Por que entretenimento, penso eu, tem que estar apartado de reflexão? Entreter-se é empenhar o tempo em algo, é investir o tempo em alguma coisa que nos chame a atenção. A indústria do entretenimento, porém, passa bem longe desses significados etimológicos. Para ela, cinema é a maior diversão. E só isso. A alegação de que a realidade já é pesada demais para que destinemos nossas horas de descanso a alguma reflexão é enganosa e pervertida. Pois é justamente quando podemos nos entreter que aumentamos nossa capacidade de entendimento, de fruição e alargamos nossas fronteiras perceptivas.
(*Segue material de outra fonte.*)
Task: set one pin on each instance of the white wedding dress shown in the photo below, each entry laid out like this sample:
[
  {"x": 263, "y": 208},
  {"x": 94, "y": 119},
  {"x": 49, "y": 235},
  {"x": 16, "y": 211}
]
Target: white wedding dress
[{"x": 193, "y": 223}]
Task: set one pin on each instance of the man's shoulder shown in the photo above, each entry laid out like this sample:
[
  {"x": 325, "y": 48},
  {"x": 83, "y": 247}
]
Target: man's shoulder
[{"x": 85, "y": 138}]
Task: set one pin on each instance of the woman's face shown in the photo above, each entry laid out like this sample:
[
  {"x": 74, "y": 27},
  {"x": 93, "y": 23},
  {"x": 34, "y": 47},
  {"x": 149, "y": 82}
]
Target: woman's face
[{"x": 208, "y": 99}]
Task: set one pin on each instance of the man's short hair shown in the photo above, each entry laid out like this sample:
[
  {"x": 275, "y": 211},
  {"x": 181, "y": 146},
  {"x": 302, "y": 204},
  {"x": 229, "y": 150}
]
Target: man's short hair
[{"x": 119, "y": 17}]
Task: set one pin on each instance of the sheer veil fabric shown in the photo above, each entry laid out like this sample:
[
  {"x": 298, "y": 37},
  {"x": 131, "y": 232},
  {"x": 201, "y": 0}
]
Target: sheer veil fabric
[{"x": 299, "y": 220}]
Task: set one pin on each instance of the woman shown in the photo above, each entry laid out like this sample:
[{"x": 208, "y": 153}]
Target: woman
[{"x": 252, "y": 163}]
Quando saíssemos do automatismo de nossas rotinas, deveríamos procurar algo que nos afetasse e que nos engrandecesse a fim de que voltássemos renovados às nossas máquinas diárias dos tempos pós-modernos.
Jorge Furtado evoca Truffaut, Godard, Scorsese, Resnais como cineastas que procuravam pensar o mundo e cujos filmes eram aguardados como se fossem nos explicar a vida e suas dinâmicas. O cinema de autor morreu? O que lhe sucedeu? Linguagens autômatas, reprodutíveis, homogeneizadoras e insípidas?
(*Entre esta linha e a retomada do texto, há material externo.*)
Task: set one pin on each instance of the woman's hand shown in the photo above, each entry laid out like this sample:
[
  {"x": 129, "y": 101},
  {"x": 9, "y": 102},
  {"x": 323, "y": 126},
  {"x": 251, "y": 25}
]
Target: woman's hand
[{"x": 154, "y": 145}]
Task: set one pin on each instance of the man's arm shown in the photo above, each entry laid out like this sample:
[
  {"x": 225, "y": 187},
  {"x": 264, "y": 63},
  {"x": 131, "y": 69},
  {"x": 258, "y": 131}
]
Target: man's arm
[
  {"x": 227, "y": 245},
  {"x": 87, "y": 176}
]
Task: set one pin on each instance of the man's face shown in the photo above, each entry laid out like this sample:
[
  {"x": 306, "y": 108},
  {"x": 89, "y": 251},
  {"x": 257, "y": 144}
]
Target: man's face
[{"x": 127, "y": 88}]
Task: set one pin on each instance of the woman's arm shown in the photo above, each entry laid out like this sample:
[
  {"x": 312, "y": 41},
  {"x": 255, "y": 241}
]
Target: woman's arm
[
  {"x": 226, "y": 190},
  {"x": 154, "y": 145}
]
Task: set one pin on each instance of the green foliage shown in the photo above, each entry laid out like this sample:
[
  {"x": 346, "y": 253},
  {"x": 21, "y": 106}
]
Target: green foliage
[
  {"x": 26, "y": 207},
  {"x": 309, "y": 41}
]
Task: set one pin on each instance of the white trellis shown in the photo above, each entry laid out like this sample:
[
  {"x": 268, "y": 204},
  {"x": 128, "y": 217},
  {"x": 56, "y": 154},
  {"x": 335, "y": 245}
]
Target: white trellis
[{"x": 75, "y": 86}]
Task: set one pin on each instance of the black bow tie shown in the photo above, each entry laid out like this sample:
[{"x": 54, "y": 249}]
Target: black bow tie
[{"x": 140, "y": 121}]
É como “evento da imagem”, no entanto, que a perda da relevância do cinema me parece mais doída e perigosa. A proliferação e a capacidade de armazenamento de imagens nos dias atuais nos tornam falsamente seguros. Cremos que o evento em si – o aqui e agora da projeção, a entrada na sala escura do cinema – não imponha nenhum rito. Entramos sem reverência e com a certeza da reprodutibilidade de toda e qualquer imagem. Nada que nos detenha demais a atenção, porque tudo entraria, de antemão, na esfera do “já guardado”. Mídias que guardam e reproduzem aquilo que antes se dava como evento quase irreprodutível e inacessível. Vimos ou não vimos. Isso com certeza fazia do cinema uma verdadeiro entretenimento. Um máximo de concentração e entrega para que nossas memórias pudessem guardar aquelas imagens que diziam o mundo naquele único episódio da sessão. O máximo que se conseguia era ir a várias sessões, mas os filmes não ficavam ao alcance de nossos olhos e sentidos. Ou eram introjetados em nossos sentidos e cognição ou se perdiam para sempre e, com eles, a leitura do mundo que o diretor nos ofertava de maneira singular.
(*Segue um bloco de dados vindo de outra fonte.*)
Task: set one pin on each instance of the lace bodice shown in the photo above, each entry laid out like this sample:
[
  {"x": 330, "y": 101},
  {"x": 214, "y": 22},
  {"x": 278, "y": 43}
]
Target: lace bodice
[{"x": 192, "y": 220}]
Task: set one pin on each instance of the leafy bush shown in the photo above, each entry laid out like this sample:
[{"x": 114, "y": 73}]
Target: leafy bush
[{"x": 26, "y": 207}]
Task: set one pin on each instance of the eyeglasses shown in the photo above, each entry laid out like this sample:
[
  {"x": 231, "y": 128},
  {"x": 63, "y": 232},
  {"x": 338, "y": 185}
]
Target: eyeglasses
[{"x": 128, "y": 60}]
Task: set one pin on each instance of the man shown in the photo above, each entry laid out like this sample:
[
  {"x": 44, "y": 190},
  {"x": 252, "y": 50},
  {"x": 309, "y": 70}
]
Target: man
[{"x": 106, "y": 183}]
Longe de mim fazer um discurso escatológico e detrator da democracia de acesso às imagens a partir de qualquer controle remoto, dispositivo de armazenamento de mídia ou ainda do “tudo se acha da internet”. Não seria leviana a esse ponto. Mas lamento muito essa anulação da condição de “evento único” que um filme outrora nos trazia. Nossa percepção cognitiva e sensorial tinha que se apurar para que não desperdiçássemos aquela ocasião.
Assim como podemos nos emocionar encontrando na internet ou em um canal de tv a cabo aquele filme que nos estremecera e que fora nosso maior entretenimento, podemos também desfazer o sabor do momento inaugural e aurático. Tenho filmes em DVD que comprei quando ainda se comprovam DVDs, a que assisti uma única vez no cinema e que me marcaram tanto, como linguagem reflexiva (o que não exclui o humor e a irreverência) e como ressignificação do mundo, que nunca quis ver em outras telas. Comprei e guardei. Talvez os veja em algum momento quando minha memória estiver embranquecendo e as imagens sumindo na estrada da imaginação.
O excesso de informações e de imagens de nossos dias atuais nos faz perder a capacidade de concentração, de significação e de reflexão. A certeza de que poderemos “ver de novo” nos torna distraídos demais para a fruição estética. Não quero carregar filmes em pendrives, hds ou na nuvem. Quero tê-los visceralmente em mim. Carregá-los na memória.
Para fruir o prazer do texto (no caso, o cinema), como já nos ensinara Barthes, temos que imaginá-lo irreprodutível e irrefreável. Luz apagada, nenhum controle remoto a mão. Ação!